The book of Exodus begins with slavery, perhaps to emphasize that families, even tribes, are vulnerable. Or perhaps the point of Israelite slavery was to warn about the potential for nationalism to become evil, fostering wise leadership and personal empathy. “You shall not wrong a stranger or oppress him, for you were strangers in the land of Egypt.”
However, it wasn’t until Israel stood at Mt. Sinai and, with one voice, committed to the mission and obligations of the Covenant that they began their journey as a nation.
They were still 12 distinct tribes — in origin, size, personality — and they would later take on distinct occupations. But they were united in the Covenant that has sustained the Jewish nation for millennia.
America’s early colonists knew this story. They lived it. And they modeled themselves after it, creating a nation of diverse tribes, from Scots to Swedes; diverse backgrounds, from aristocracy to servants; and diverse religions, from Anglicans to Puritans.
They, too, created a covenant — a Constitution of mutual loyalty and responsibility, one that respected individual diversity but outlined the common principles upon which society would be governed. In so doing, they also created a distinctly American culture.
America’s de facto motto, E Pluribus Unum (out of many, one) aptly describes the biblical and early American experiments in nationalism.
But renowned historian Victor Davis Hanson wonders about today.
“America seemingly no longer believes in striving to achieve a gender-blind, racially and religiously mixed society, but instead is becoming a nation in which tribal identity trumps all other considerations,” he observes.
It would be a shame if the positive notions of nationalism forged in the Bible and by the American founders were to simply be relegated to a meaningless slogan on the coins in our pockets.
Literature to share
And There Was Evening and There Was Morning by Harriet Cohen Helfand and Ellen Kahan Zager. To express the notion that God created the universe with words, the whimsical images in this brilliant picture book are all designed out of Hebrew letters that spell the object’s name. Accompanying each day’s double-page scene is a simple rhyme that tells the story of that day. A delight for all ages.

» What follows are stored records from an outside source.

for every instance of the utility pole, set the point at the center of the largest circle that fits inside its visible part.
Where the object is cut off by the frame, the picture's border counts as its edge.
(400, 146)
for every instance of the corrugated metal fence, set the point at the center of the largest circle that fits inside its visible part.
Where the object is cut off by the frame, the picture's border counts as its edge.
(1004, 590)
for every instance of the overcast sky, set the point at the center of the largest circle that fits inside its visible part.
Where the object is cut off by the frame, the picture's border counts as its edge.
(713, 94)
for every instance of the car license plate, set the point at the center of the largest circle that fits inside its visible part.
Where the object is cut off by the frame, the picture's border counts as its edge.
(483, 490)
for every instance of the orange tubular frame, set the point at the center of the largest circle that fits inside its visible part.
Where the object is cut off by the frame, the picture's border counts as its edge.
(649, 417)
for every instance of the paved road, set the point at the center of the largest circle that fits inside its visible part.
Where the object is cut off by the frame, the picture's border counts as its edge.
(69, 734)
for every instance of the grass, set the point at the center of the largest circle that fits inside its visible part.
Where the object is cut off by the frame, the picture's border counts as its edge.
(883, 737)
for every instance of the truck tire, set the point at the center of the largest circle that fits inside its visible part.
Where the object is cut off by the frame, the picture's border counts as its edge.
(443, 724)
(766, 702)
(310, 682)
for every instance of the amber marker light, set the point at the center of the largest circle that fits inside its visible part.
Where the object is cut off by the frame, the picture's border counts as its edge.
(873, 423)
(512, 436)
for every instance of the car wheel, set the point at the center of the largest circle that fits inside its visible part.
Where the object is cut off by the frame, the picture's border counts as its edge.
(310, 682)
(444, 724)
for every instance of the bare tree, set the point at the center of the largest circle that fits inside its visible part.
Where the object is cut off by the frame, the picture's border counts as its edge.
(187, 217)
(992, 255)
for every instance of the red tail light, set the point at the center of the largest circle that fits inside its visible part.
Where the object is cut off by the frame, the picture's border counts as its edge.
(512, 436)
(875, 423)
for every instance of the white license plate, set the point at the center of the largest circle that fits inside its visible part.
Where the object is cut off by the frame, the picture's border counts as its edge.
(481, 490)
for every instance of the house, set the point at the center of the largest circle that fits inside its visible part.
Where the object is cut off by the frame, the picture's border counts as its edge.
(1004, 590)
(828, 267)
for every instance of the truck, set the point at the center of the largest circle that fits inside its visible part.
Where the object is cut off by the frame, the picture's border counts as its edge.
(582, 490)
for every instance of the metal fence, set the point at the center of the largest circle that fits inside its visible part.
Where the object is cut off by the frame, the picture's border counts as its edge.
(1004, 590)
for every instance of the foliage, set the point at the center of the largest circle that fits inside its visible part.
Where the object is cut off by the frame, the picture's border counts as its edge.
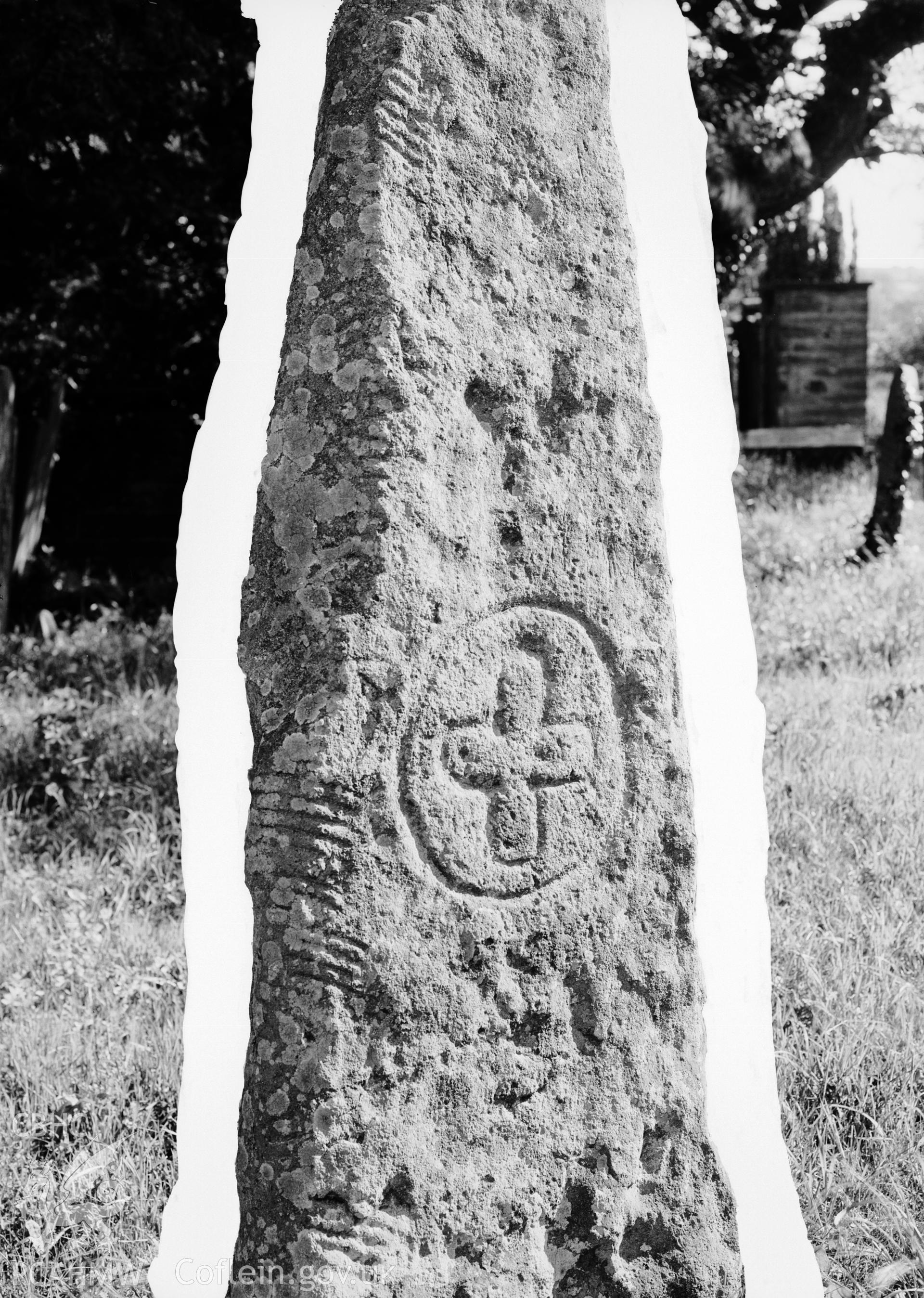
(787, 102)
(89, 721)
(124, 138)
(124, 147)
(91, 967)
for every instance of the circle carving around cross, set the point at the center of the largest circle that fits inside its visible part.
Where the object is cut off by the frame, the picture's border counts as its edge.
(512, 770)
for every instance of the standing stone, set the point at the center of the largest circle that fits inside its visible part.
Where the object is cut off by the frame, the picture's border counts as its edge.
(477, 1044)
(8, 439)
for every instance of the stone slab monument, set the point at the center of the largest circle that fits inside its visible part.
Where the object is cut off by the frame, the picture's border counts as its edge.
(477, 1052)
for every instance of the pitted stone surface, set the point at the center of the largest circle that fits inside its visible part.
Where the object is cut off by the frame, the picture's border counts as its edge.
(512, 771)
(475, 1064)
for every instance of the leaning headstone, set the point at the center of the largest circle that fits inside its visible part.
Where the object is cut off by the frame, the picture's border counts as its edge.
(477, 1054)
(8, 439)
(901, 443)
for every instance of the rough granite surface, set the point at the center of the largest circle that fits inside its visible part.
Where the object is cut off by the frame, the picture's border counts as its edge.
(475, 1065)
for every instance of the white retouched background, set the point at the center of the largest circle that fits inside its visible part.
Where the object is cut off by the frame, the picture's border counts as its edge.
(662, 148)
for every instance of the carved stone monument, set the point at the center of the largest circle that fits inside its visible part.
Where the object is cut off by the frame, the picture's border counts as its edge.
(477, 1047)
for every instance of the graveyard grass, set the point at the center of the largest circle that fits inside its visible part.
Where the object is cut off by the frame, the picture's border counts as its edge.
(91, 957)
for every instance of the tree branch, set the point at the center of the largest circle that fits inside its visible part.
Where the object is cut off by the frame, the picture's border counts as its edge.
(749, 182)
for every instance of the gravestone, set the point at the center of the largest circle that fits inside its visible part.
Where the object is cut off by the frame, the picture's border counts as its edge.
(477, 1040)
(900, 444)
(8, 439)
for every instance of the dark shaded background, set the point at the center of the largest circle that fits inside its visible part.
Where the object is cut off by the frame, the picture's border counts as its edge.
(124, 147)
(125, 131)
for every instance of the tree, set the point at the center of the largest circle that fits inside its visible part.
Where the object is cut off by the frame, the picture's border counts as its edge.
(124, 146)
(787, 104)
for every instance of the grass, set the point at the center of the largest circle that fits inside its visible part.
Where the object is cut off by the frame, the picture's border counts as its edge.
(91, 963)
(841, 670)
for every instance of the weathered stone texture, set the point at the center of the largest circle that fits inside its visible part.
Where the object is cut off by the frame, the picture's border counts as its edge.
(477, 1053)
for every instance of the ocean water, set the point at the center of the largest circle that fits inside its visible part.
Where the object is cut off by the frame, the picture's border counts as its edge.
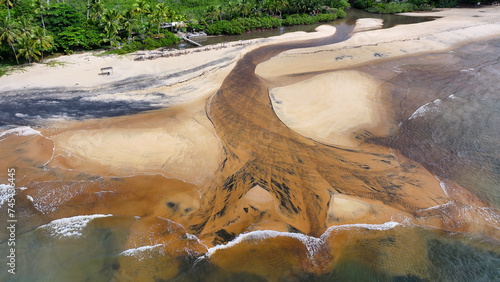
(449, 115)
(448, 121)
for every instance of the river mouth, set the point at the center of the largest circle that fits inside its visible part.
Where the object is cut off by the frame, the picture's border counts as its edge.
(308, 210)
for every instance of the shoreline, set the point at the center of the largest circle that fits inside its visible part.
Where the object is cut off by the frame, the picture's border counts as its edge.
(210, 169)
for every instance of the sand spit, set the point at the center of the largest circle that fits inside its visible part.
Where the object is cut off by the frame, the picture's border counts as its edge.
(241, 151)
(330, 107)
(456, 26)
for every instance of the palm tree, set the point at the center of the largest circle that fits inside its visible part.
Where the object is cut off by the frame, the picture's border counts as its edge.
(172, 16)
(211, 13)
(111, 22)
(97, 9)
(141, 7)
(232, 6)
(25, 27)
(245, 6)
(9, 5)
(42, 41)
(27, 48)
(128, 21)
(41, 6)
(9, 32)
(270, 6)
(280, 4)
(159, 14)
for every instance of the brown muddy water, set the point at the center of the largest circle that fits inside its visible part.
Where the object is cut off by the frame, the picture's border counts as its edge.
(268, 213)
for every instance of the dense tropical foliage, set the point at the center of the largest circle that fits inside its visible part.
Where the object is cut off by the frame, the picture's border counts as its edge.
(32, 28)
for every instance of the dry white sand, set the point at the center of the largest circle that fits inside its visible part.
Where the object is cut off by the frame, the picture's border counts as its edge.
(334, 106)
(331, 107)
(456, 26)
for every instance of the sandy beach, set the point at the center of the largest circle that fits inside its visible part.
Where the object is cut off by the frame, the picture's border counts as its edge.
(235, 146)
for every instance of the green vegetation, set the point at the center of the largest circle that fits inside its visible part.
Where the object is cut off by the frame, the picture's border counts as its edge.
(391, 7)
(32, 29)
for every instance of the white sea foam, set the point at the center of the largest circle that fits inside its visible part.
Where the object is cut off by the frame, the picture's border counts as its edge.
(429, 107)
(21, 131)
(140, 251)
(312, 244)
(379, 227)
(71, 226)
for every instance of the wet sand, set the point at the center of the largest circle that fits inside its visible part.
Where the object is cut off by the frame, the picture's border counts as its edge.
(241, 151)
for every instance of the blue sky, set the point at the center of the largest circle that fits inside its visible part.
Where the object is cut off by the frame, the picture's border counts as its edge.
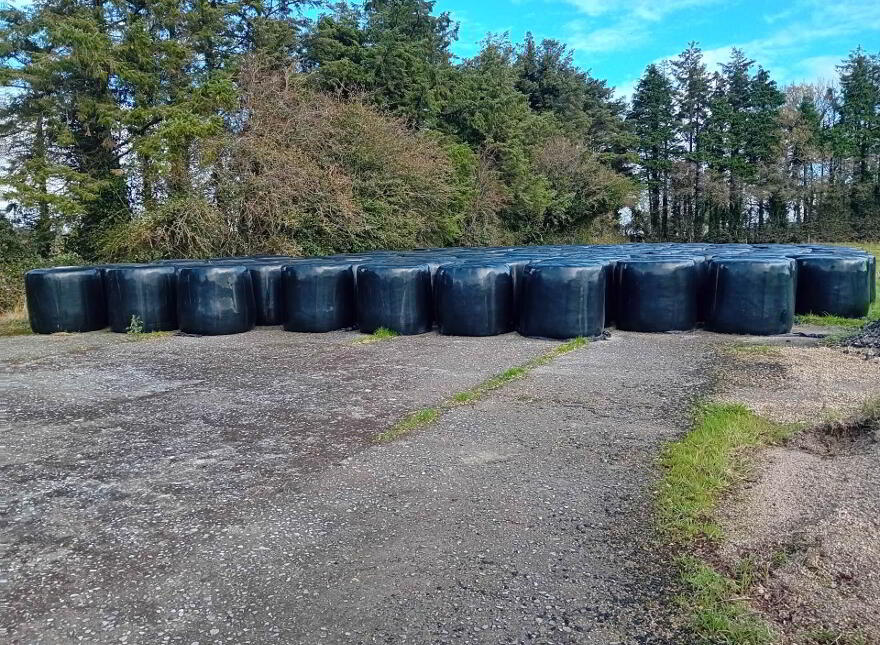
(796, 40)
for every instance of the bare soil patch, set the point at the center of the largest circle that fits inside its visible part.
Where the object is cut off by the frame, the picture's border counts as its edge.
(807, 519)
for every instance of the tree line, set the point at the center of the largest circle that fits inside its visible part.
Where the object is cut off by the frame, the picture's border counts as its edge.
(133, 129)
(729, 156)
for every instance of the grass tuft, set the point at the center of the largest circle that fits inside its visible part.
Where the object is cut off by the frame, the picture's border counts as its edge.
(382, 333)
(752, 349)
(409, 423)
(426, 416)
(701, 467)
(14, 325)
(717, 605)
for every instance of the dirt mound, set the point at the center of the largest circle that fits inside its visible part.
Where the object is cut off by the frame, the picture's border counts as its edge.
(868, 337)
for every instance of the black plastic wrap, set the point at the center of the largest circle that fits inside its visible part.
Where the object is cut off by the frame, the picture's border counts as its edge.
(215, 299)
(657, 294)
(474, 299)
(395, 296)
(751, 295)
(839, 285)
(66, 299)
(319, 296)
(146, 291)
(268, 298)
(563, 299)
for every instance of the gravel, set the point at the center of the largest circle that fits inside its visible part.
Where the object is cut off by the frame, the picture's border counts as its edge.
(225, 490)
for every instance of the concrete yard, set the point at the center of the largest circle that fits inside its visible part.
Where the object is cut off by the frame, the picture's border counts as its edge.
(230, 490)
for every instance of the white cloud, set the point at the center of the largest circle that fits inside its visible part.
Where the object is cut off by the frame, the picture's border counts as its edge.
(626, 89)
(802, 26)
(630, 22)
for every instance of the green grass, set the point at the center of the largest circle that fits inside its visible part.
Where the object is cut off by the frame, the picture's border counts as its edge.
(426, 416)
(697, 471)
(701, 467)
(382, 333)
(719, 613)
(135, 331)
(15, 327)
(754, 349)
(409, 423)
(850, 324)
(14, 324)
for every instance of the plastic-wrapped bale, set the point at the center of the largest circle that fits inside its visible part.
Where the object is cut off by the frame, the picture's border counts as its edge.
(656, 294)
(267, 279)
(751, 295)
(65, 299)
(563, 298)
(839, 285)
(145, 292)
(215, 299)
(395, 296)
(474, 298)
(318, 296)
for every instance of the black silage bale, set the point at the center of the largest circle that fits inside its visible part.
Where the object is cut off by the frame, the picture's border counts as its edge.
(69, 299)
(564, 298)
(148, 292)
(394, 295)
(751, 295)
(319, 296)
(839, 285)
(474, 298)
(268, 298)
(214, 300)
(656, 294)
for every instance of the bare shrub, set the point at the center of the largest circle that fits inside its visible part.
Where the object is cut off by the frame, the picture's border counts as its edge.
(304, 172)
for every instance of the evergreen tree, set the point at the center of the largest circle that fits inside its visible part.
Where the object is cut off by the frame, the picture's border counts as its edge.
(653, 120)
(692, 97)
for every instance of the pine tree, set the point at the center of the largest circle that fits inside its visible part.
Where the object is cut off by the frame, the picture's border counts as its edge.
(653, 120)
(692, 95)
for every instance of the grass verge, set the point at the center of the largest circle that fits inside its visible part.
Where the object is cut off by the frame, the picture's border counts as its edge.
(425, 416)
(719, 613)
(14, 324)
(383, 333)
(754, 349)
(702, 466)
(698, 470)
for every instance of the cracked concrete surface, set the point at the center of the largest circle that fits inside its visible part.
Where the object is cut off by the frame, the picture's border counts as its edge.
(226, 489)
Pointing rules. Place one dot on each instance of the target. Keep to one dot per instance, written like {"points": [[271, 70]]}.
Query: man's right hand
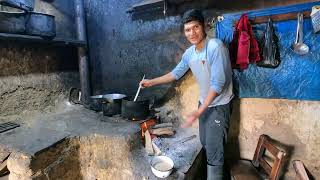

It’s About People Not Buildings: A Primer for the Merger of Religious and Other Nonprofits by Congregation Etz Chaim. Although mergers and acquisitions are commonplace, many nonprofits might better benefit from a marriage. That’s the message from leaders and congregants of two religious communities that joined together under a chupah (wedding canopy). Each chapter in this handbook focuses on a different aspect of the process, such as Leadership and Resources, Recognizing a Crisis, and The Passion of Volunteers. The main point is a universal one: people are the most important factor in any organization, and the sharing of values, transparency, respect, and compromise are essential when uniting two communities. A worthwhile read for anyone involved in the non-profit world.